Él sacó un papel del bolsillo de atrás del pantalón y se lo pasó.
—Esta es la fecha y la hora en que tenemos que vernos el mes que viene para la
mediación. La primera fecha que he podido conseguir ha sido dentro de treinta días —él carraspeó—. Yo esperaba que me dejaras pasar algo de tiempo con Ryan antes de eso. Ya sabes, para que empecemos a conocernos.
Ella tomó el papel y lo leyó.
—Él no entra aquí —dijo Sandy desde dentro.
Jill suspiró.
—¿Quieres ver a Ryan?
Derrick pareció sorprendido.
—Me encantaría.
Dentro del apartamento sonó un gemido.
—¿No deberías estar entrenando? —pregunto Sandy al otro lado de la puerta—.
¿No necesitáis jugadores diestros en el campo?
Derrick sonrió con un destello de dientes blancos y una chispa encantadora en los
ojos. Definitivamente, seguro que aquel hombre tenía un montón de mujeres hermosas a sus pies.
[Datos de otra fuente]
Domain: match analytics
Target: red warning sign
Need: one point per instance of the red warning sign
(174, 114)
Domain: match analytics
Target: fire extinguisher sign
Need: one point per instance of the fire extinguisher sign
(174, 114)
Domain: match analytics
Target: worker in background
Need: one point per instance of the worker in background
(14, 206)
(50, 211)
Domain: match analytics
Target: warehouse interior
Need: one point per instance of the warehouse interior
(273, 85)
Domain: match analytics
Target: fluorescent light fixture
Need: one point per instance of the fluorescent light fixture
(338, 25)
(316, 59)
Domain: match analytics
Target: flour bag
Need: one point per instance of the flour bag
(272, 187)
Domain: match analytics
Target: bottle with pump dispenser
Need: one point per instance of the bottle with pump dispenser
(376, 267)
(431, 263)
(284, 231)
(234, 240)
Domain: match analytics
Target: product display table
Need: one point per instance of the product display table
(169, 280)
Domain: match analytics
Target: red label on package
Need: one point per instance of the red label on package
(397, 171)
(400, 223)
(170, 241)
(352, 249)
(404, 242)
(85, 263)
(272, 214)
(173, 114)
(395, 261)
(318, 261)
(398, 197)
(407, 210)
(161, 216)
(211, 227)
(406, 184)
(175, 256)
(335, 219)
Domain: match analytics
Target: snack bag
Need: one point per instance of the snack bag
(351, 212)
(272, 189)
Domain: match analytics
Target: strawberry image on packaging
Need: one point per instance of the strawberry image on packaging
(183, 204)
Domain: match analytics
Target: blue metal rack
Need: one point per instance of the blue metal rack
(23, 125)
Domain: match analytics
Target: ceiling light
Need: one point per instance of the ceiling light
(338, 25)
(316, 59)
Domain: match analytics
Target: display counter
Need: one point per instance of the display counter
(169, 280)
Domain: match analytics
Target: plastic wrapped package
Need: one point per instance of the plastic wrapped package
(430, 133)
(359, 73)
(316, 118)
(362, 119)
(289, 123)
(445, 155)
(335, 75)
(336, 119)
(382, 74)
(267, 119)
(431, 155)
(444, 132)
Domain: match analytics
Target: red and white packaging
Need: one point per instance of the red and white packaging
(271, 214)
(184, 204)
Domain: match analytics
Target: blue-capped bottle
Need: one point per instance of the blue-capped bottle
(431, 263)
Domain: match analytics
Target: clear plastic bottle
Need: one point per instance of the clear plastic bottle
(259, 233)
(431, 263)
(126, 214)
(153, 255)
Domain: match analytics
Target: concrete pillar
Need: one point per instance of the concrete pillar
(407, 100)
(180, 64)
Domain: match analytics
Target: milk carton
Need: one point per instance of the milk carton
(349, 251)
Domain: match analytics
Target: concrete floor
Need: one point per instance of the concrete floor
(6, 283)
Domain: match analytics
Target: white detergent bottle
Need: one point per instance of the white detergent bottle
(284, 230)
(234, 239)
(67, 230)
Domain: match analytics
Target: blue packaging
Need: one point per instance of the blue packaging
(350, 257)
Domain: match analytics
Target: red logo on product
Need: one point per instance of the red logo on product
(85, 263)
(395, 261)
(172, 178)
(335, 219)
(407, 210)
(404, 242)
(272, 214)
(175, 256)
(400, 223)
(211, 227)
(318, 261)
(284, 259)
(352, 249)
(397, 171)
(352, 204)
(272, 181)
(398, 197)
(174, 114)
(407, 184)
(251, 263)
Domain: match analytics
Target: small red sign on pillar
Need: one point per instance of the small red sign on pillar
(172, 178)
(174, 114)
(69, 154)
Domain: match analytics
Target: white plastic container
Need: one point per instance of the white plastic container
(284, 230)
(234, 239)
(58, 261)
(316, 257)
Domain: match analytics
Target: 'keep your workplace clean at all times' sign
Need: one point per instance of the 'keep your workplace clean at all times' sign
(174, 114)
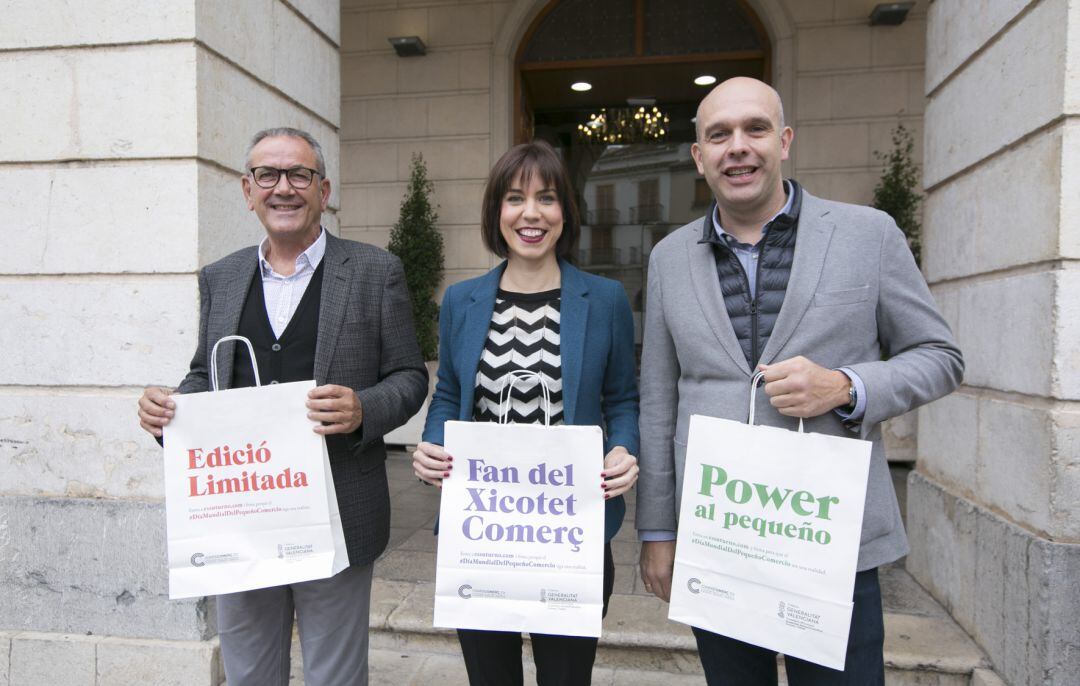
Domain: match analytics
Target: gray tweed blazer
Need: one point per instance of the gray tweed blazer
(855, 298)
(366, 341)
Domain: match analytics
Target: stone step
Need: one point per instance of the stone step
(639, 644)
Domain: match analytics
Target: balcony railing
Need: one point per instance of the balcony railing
(604, 216)
(646, 214)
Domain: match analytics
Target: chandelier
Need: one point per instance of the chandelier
(624, 125)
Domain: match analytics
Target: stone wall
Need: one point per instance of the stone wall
(124, 129)
(439, 105)
(998, 528)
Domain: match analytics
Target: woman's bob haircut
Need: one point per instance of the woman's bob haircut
(525, 160)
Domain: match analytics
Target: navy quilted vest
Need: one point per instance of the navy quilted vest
(753, 315)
—Los entrenamientos empiezan dentro de seis semanas —contestó a Sandy. —Tengo una pregunta antes de que entremos —dijo Jill.
—Dispara.
—¿Qué pasa si vamos a la mediación pero no conseguimos llegar a un acuerdo en
lo referente a Ryan?
—Supongo que tendríamos que ir a juicio —contestó él.
A Jill le gustó su sinceridad, pero eso no significaba que le gustara su respuesta.